Since 2018, 197,376 people have crossed the Channel in small boats. Nearly 200,000 people - roughly the population of a mid-sized British city - have arrived on our shores illegally over eight years. This isn't a crisis that has crept up on anyone. It was predictable, it was predicted, and every government since 2018 has failed to stop it.

In the first two months of 2026 alone, approximately 2,200 more people arrived. The crossings slow in winter. They accelerate in spring and summer. We are heading into the high season right now. If the pattern holds, we could see tens of thousands more arrivals before the year is out.

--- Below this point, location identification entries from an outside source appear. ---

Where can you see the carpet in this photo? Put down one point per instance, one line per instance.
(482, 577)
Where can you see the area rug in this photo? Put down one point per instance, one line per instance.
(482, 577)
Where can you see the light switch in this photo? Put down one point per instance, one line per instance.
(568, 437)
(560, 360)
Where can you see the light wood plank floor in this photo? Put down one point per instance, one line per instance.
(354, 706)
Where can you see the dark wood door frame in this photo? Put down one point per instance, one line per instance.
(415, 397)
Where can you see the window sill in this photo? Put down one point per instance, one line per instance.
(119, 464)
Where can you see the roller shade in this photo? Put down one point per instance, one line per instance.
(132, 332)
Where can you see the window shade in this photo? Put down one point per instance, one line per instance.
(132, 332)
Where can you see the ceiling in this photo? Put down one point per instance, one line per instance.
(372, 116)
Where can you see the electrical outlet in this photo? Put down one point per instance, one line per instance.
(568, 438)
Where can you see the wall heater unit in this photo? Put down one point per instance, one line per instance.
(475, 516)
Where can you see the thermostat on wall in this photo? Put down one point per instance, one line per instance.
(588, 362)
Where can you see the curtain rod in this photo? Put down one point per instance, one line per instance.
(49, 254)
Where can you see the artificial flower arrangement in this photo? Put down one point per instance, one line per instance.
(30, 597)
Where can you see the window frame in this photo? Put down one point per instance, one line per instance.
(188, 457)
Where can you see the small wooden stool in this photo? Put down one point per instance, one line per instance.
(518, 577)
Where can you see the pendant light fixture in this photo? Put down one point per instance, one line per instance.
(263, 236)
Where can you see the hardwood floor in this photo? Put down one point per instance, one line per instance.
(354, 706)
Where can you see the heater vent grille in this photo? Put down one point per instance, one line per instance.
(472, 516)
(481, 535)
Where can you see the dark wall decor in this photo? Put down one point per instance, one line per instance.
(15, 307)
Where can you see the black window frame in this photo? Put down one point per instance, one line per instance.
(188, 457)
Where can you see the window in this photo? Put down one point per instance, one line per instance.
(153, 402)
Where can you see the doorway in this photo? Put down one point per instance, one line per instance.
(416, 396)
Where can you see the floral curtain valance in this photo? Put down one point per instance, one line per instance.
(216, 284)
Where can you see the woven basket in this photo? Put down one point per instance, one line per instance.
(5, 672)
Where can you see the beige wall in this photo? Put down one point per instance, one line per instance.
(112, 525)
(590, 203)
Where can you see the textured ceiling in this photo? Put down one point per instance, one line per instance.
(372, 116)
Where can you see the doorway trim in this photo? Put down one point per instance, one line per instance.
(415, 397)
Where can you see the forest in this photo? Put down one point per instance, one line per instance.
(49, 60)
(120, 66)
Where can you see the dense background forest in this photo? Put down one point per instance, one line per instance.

The France Deal: Window Dressing

Labour's much-trumpeted "one-in, one-out" pilot with France - launched in August 2025 and running until June 2026 - allows the UK to return some small boat arrivals to France, while accepting an equivalent number of asylum seekers from France who haven't crossed the Channel. Read that again carefully. For every person we send back, we accept someone else. The net result is zero reduction in the number of people arriving. This isn't a returns policy. It's a swap scheme dressed up as border control.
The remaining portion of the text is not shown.